There were more differences between the groups among those with private health insurance. Private health insurance contributes to the costs of allied health services, and is also an indicator of higher socioeconomic status and capacity to pay for discretionary health care. In this group older women more likely to have consulted allied and complementary health services than other insured women. Older women reported no more musculoskeletal problems in pregnancy than the two younger age groups, but were more likely to have consulted physiotherapists and chiropractors. Similarly, although they reported fewer mental health problems they were more likely to have consulted an allied mental health professional. They also had more ultrasound scans and were more likely to have consulted non-obstetric medical specialists than younger insured women. ARTC women with private health insurance were significantly more likely than insured SC women to use private obstetricians rather than GPs or midwives, for antenatal care. They had more ultrasound scans and were more likely to rate their antenatal care in general as good or very good than SC women.
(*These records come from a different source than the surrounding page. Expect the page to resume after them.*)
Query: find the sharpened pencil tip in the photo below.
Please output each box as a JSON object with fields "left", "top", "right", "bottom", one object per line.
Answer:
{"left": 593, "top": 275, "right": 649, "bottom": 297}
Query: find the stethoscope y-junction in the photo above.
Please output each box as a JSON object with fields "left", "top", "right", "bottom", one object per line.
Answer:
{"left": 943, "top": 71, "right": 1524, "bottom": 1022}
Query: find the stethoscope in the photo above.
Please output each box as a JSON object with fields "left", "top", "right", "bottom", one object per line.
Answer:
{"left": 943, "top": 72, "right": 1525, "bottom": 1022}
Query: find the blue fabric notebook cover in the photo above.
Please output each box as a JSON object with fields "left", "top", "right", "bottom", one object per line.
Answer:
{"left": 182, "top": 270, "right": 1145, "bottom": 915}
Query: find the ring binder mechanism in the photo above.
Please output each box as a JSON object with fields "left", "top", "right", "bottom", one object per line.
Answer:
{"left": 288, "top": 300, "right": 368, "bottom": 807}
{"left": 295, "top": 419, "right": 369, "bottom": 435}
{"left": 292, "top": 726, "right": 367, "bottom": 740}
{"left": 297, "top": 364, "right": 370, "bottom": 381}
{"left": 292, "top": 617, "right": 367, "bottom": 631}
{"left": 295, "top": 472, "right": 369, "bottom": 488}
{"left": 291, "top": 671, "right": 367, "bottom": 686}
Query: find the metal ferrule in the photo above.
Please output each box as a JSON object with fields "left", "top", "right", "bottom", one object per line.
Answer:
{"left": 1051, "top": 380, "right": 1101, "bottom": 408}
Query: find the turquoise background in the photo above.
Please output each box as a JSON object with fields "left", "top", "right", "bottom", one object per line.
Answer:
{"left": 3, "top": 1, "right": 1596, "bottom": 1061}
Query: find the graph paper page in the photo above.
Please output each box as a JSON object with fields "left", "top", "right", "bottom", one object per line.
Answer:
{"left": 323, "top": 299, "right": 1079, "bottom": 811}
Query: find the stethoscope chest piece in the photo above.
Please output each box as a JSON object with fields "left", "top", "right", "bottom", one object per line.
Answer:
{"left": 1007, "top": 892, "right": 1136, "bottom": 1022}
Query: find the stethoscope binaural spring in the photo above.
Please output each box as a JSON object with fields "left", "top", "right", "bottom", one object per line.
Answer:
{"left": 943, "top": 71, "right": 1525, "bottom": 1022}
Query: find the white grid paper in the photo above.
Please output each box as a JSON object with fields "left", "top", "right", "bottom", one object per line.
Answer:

Neither age nor mode of conception was associated directly with pregnancy related hospital admission. The main contributor to antenatal hospital admission was multiple gestation almost all of which was among ARTC women and, not surprisingly it was also associated with self-reported poorer physical health.


Overall these data suggest that in a high-income country with sophisticated and accessible health services, pregnancy health and health service use are governed by socioeconomic factors to a greater extent than they are by age or mode of conception. While rates of some pregnancy health problems increase with age the adverse consequences of these for self-rated physical health appear to be offset by having access to high quality multi-disciplinary health care. Pregnancy mental health appears to be better among the most advantaged women who have greater capacity to access health services, but probably also greater personal confidence and maturity and more secure economic circumstances and housing. Pregnancy-related hospital admission rates are likely to improve with the practice of transferring a single embryo during assisted conception and thereby reducing the multiple gestation rates. These data confirm that in general ARTC women are delighted to be pregnant, but perhaps idealize motherhood and are insufficiently prepared for the inevitable losses and adjustments that it involves.